A Novel Sequence-to-Subgraph Framework for Diagnosis Classification

Authors: Jun Chen, Quan Yuan, Chao Lu, Haifeng Huang

IJCAI 2021 | Conference PDF | Archive PDF | Plain Text | LLM Run Details

Reproducibility Variable Result LLM Response
Research Type Experimental The evaluation conducted on both the real-world English and Chinese datasets shows that the proposed method outperforms the state-of-the-art deep learning based diagnosis classification models.
Researcher Affiliation Industry Jun Chen , Quan Yuan , Chao Lu and Haifeng Huang Baidu Inc, Beijing 100193, China {chenjun22, yuanquan02, luchao, huanghaifeng}@baidu.com
Pseudocode No The paper describes the model architecture and mathematical equations but does not include any explicitly labeled pseudocode or algorithm blocks.
Open Source Code No No explicit statement or link providing access to the open-source code for the proposed methodology (SHi DAN) was found. A link is provided for the LPA algorithm, which is a third-party tool used.
Open Datasets Yes MIMIC-III-50: A public English EMR dataset consisting of the Top-50 frequent diagnosis codes4 [Mullenbach et al., 2018]. Each EMR has one or more diagnosis codes. Thus, we use MIMIC-III-50 to evaluate the performance of the proposed method on multi-label classification. 4https://github.com/jamesmullenbach/caml-mimic
Dataset Splits No The paper does not explicitly state the training, validation, and test splits used for the datasets (e.g., percentages or sample counts for each split). While it mentions datasets like MIMIC-III-50 which has standard splits, it does not confirm if those specific splits were used here.

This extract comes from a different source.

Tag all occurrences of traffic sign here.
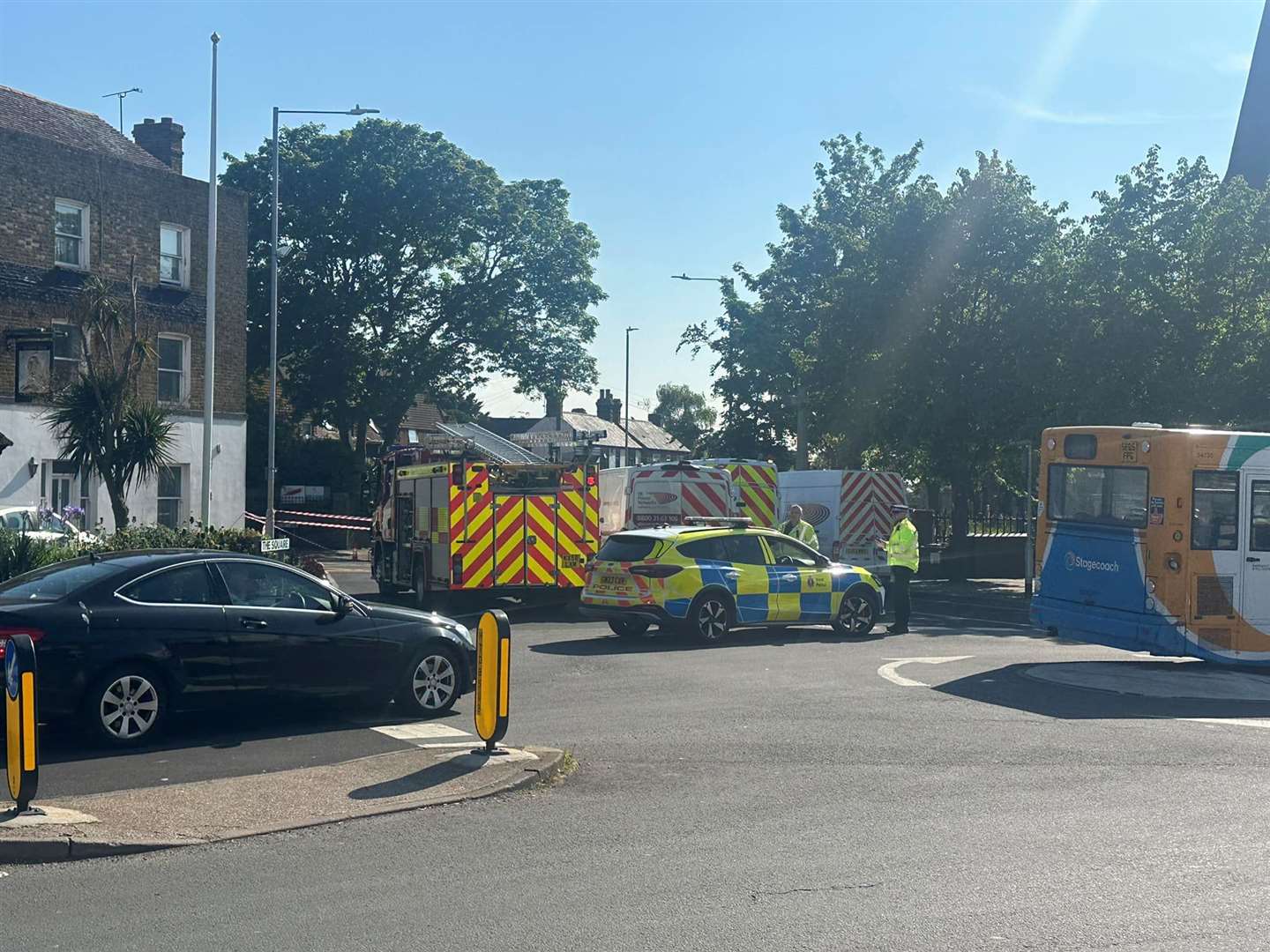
[4,634,40,813]
[475,608,512,754]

Hardware Specification No The paper does not provide any specific details about the hardware (e.g., CPU, GPU models, memory) used to run the experiments.
Software Dependencies No The paper mentions using existing packages like CliNER and an LPA algorithm, but it does not specify version numbers for any of the software dependencies or libraries used.

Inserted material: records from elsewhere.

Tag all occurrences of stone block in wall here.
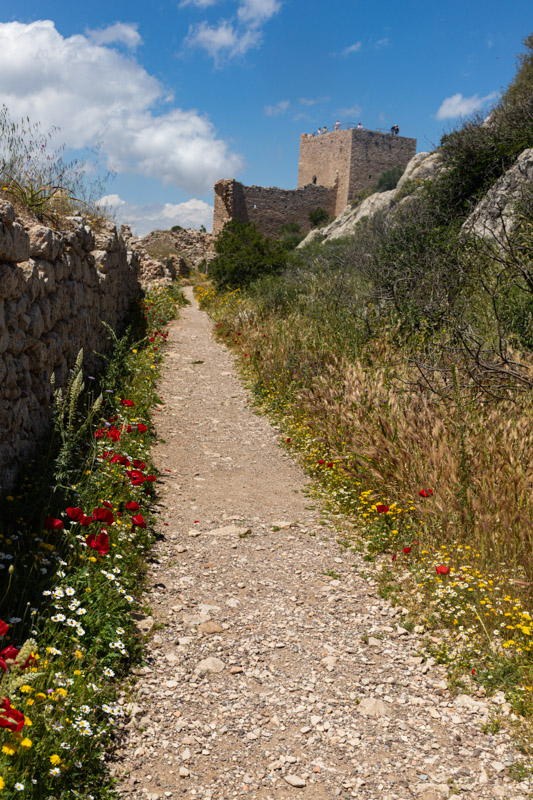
[28,225,63,261]
[92,250,120,275]
[93,223,124,253]
[17,259,43,305]
[0,218,30,264]
[63,217,95,253]
[0,263,21,298]
[0,198,15,228]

Experiment Setup Yes By default, the number of dimensions of word embeddings and entity embeddings is 100. The number of dimensions of latent feature m is 128. The dropout rate is empirically 0.2. On MIMIC-III-50, each model is trained 12 epochs with batch size 16, and the maximum number of subgraphs K = 15. On CHS-AD-200, each model is trained 35 epochs with batch size 64, and the maximum number of subgraphs K = 6.